Liechtenstein: Domestic Corporate Taxation
Stamp Duty in Liechtenstein is levied according to Swiss legislation, which was substantially amended by the Swiss Federal Law on Stamp Duty 1993. There is a liability to stamp duty on the issue of shares and bonds. Zero rates apply to mergers and other corporate transformations. Issuance of foreign securities was relieved from stamping in 1993, but turnover tax applies (see below).
The rate of stamp duty on shares (the issue of capital in a corporation) is, at the time of writing, 1%; but the first CHF1m of any issue of capital (initial or subsequent) is exempt.
The transfer against payment of ownership in certain instruments (such as bonds, shares, participation certificates, shares in investment funds) are subject to the stamp duty as turnover tax, if one party or intermediary is a domestic securities dealer. The duty is calculated on the basis of the payment and is 0.15% for instruments issued by a domestic issuer and 0.3% for instruments issued by a foreign issuer. Tax liability rests with the domestic securities dealer.
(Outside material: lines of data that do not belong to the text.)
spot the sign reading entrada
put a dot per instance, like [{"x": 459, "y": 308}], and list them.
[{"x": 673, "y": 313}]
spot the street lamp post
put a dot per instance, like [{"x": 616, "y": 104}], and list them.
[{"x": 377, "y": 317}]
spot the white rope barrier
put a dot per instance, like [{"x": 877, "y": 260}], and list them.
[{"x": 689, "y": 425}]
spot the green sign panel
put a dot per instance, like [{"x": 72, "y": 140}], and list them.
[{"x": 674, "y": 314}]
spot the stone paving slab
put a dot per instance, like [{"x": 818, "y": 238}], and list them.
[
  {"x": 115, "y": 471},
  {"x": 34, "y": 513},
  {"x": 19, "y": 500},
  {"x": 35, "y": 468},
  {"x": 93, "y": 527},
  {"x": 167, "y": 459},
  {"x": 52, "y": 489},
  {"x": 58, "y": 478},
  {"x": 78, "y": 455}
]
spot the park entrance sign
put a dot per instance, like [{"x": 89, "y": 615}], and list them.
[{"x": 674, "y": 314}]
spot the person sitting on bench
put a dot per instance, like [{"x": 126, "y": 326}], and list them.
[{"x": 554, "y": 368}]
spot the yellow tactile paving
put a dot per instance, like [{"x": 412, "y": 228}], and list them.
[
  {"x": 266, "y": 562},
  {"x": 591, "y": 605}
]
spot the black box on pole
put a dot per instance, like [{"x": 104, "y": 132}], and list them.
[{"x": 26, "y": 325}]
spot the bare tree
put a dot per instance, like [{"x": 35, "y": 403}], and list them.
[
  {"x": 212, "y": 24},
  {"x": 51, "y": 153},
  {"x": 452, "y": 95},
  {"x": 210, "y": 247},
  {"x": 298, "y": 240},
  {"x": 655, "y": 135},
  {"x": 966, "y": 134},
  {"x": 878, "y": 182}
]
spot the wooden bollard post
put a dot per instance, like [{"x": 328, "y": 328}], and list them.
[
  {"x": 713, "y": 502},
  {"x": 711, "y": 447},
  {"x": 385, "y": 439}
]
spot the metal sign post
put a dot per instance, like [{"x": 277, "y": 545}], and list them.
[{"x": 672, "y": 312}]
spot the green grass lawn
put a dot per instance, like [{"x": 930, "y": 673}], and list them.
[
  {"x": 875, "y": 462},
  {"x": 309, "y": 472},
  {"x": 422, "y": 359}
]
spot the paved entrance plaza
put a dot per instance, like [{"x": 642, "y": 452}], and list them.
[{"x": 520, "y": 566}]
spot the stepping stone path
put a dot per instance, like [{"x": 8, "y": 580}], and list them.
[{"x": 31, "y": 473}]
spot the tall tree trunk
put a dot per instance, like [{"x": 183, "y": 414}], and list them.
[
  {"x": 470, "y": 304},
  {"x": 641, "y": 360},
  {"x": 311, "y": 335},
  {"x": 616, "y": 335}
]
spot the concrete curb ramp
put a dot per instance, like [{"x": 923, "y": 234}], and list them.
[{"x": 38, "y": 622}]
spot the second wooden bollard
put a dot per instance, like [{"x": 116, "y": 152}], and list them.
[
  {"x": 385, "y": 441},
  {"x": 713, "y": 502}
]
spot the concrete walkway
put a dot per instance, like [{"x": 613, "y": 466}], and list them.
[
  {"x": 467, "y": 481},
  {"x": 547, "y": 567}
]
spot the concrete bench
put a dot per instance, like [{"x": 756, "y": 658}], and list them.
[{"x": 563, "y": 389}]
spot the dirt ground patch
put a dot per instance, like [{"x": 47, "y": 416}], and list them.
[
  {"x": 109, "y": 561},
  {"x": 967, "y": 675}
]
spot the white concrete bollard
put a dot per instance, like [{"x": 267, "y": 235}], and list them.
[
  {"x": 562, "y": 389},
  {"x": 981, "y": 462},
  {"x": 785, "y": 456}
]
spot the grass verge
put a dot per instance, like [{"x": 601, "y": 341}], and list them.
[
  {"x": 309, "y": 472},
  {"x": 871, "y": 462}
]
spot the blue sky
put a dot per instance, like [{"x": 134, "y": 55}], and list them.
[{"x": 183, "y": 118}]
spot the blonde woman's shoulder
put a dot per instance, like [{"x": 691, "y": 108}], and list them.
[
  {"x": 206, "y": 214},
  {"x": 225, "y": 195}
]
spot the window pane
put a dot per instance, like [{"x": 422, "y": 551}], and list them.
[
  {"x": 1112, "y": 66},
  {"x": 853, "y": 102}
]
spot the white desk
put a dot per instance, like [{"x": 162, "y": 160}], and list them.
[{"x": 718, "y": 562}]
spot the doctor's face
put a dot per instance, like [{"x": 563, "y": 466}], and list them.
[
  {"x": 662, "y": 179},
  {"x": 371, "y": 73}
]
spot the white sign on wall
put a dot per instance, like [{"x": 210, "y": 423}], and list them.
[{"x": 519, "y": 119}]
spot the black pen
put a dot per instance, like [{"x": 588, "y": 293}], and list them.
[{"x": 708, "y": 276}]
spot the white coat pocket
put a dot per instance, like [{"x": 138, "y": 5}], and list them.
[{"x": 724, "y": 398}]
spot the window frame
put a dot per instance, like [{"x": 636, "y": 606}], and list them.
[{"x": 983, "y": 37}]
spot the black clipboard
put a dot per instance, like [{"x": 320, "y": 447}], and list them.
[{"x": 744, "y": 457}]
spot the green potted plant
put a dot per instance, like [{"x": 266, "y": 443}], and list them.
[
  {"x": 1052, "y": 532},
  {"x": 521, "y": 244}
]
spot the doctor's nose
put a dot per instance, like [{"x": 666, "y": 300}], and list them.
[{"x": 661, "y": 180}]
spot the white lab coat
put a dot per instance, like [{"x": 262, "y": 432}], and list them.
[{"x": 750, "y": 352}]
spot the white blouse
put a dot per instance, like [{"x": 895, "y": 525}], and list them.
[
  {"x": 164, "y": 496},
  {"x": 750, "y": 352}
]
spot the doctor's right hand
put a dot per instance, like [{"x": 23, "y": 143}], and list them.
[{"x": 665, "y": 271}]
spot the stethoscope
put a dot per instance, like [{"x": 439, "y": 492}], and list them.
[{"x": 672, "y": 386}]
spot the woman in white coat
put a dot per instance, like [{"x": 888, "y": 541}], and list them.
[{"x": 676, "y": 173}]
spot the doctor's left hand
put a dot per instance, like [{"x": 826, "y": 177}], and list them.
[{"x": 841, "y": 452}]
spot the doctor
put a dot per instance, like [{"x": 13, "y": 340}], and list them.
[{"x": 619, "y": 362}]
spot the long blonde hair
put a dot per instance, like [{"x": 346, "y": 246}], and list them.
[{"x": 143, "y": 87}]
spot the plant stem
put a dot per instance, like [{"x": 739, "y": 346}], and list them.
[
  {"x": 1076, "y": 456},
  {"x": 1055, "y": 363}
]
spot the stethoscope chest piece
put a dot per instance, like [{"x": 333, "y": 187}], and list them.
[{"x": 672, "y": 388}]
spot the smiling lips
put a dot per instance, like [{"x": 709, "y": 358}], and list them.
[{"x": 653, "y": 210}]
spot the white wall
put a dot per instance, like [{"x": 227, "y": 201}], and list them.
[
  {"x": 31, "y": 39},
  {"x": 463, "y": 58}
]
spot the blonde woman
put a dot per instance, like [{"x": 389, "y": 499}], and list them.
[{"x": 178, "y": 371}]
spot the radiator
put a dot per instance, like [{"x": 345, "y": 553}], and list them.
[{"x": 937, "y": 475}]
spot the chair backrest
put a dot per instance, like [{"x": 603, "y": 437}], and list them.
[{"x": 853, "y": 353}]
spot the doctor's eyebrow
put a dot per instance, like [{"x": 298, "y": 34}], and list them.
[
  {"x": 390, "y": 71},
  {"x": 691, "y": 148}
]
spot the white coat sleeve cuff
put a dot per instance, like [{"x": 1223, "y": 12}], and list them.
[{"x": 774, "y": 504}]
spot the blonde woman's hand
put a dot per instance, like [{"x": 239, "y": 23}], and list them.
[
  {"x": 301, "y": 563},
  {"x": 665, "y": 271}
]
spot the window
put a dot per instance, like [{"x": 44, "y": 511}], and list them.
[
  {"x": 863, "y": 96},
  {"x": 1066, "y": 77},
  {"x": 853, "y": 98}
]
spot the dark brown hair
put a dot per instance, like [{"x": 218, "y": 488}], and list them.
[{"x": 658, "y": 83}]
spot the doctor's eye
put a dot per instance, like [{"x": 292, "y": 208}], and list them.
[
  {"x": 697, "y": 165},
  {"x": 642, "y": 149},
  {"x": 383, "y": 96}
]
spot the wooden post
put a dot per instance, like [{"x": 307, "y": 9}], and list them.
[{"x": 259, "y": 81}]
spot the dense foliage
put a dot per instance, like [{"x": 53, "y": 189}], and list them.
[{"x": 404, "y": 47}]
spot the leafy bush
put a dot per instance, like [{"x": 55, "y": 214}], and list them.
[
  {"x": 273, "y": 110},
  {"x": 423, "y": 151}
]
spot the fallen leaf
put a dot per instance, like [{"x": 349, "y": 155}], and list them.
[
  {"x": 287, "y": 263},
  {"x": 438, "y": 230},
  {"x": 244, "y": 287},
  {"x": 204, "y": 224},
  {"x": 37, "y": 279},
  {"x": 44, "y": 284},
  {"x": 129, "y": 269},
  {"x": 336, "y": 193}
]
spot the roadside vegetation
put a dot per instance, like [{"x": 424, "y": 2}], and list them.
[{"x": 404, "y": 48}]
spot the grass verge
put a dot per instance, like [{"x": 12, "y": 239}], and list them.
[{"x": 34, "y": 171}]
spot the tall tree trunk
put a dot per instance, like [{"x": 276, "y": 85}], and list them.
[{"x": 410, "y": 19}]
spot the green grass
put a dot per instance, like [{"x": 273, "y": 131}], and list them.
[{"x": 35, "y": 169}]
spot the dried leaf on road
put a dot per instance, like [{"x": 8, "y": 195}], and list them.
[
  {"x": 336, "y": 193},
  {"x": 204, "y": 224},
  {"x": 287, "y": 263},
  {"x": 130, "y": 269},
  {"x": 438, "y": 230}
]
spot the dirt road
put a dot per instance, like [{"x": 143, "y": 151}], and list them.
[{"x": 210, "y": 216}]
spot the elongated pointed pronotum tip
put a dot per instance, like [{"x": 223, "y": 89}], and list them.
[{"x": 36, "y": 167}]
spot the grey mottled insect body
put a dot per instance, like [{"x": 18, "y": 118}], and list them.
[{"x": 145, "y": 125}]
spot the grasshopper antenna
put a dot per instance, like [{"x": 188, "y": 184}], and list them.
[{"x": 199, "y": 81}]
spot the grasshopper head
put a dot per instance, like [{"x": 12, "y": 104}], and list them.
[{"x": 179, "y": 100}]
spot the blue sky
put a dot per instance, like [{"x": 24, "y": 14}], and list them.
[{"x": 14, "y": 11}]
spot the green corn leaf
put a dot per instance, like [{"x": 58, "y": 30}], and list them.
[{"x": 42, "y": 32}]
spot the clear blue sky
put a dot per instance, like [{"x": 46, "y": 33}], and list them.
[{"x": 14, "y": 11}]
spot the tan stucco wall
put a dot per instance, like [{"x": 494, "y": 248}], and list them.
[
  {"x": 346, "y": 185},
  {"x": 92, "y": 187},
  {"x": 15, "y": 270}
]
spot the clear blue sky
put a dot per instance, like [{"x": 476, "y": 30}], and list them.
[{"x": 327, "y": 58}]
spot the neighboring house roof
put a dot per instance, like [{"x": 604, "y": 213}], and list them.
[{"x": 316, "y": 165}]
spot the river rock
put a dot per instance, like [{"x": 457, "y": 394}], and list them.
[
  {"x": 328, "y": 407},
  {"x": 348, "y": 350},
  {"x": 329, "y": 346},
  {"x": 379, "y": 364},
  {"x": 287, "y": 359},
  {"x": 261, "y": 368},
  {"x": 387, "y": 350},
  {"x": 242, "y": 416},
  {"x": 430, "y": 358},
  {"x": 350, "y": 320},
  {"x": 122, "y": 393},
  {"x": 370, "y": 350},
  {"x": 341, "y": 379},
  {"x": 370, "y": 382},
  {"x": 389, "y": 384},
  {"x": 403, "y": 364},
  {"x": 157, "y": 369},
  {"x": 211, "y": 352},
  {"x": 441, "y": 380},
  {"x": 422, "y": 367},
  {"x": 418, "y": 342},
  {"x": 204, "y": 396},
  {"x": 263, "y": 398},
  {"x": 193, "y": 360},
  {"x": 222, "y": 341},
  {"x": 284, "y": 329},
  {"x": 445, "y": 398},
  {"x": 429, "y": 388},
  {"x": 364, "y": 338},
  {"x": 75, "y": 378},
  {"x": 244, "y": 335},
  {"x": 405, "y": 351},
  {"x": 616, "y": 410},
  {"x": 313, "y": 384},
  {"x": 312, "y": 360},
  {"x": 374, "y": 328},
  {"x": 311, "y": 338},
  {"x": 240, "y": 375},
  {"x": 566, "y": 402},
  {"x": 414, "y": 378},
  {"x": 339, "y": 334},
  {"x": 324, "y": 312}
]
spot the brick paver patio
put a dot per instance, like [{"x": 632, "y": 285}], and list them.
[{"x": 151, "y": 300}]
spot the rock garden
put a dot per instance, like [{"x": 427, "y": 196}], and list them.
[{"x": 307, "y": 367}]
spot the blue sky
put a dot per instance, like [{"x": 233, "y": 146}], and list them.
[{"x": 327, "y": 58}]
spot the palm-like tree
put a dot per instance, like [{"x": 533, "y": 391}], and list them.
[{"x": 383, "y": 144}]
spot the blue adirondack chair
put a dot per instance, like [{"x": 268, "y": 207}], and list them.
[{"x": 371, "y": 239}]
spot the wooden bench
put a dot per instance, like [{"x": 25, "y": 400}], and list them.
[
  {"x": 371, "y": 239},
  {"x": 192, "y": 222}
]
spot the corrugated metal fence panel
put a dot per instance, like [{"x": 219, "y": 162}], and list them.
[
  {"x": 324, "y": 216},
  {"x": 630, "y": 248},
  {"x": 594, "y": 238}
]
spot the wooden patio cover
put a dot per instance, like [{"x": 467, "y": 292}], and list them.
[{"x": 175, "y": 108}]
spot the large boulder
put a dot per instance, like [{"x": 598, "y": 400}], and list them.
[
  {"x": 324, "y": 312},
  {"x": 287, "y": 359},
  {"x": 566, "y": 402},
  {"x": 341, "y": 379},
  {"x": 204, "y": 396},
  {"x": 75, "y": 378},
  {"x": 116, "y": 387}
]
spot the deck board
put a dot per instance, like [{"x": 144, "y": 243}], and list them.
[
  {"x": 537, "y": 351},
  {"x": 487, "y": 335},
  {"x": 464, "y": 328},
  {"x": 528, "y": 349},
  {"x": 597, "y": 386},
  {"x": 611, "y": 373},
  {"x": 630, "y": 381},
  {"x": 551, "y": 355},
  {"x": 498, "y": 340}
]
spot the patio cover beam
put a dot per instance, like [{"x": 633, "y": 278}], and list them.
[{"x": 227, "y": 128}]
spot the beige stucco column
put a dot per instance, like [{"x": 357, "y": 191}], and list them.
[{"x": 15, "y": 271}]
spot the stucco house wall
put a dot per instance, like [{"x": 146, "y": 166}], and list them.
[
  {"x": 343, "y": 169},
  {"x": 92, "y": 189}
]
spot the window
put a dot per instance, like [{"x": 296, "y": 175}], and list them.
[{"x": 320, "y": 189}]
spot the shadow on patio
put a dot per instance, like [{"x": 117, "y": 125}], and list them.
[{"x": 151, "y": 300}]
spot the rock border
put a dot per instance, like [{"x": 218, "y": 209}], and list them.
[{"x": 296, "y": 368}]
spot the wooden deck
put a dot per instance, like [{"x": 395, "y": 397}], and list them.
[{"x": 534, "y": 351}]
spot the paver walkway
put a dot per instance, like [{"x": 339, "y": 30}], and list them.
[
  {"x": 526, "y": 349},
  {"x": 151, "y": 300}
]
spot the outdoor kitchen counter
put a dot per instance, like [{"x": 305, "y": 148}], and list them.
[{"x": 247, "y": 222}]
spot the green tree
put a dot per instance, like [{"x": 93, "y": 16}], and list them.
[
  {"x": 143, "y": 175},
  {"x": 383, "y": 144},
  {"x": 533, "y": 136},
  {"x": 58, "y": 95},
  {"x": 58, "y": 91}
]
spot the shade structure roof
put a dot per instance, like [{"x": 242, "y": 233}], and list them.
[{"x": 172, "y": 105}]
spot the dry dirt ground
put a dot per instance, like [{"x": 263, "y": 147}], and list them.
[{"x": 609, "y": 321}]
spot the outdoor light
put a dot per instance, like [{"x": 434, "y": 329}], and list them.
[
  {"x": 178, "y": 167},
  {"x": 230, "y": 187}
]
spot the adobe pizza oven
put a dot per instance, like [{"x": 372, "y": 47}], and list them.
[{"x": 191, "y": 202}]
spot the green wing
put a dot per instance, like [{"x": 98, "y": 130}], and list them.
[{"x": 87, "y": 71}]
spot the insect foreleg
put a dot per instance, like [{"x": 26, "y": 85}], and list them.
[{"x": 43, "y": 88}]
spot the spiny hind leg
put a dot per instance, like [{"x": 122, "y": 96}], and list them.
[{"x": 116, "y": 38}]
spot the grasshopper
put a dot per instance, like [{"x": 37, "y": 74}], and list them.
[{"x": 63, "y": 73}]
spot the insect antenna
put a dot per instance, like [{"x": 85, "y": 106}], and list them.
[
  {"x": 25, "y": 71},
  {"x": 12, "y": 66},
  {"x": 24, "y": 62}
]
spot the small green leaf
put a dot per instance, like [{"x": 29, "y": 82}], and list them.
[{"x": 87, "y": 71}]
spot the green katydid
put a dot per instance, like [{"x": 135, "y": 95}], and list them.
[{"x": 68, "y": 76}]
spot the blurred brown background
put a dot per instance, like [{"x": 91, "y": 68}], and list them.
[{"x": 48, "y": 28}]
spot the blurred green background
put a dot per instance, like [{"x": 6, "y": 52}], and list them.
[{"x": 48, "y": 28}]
In general, all insurance premium payments for policies belonging to the domestic portfolio of a supervised insurer are subject to the tax on insurance premiums. In addition, premium payments for policies concluded by a domestic policyholder with a foreign non-supervised insurer are subject to tax. Due to a comprehensive list of exemptions, generally only premium payments for liability and vehicle damage insurance as well as for certain property insurance are still subject to tax, but not premium payments for personal insurance. The tax is calculated on the cash premium and is in general 5%, or 2.5% for single premium redeemable life insurance.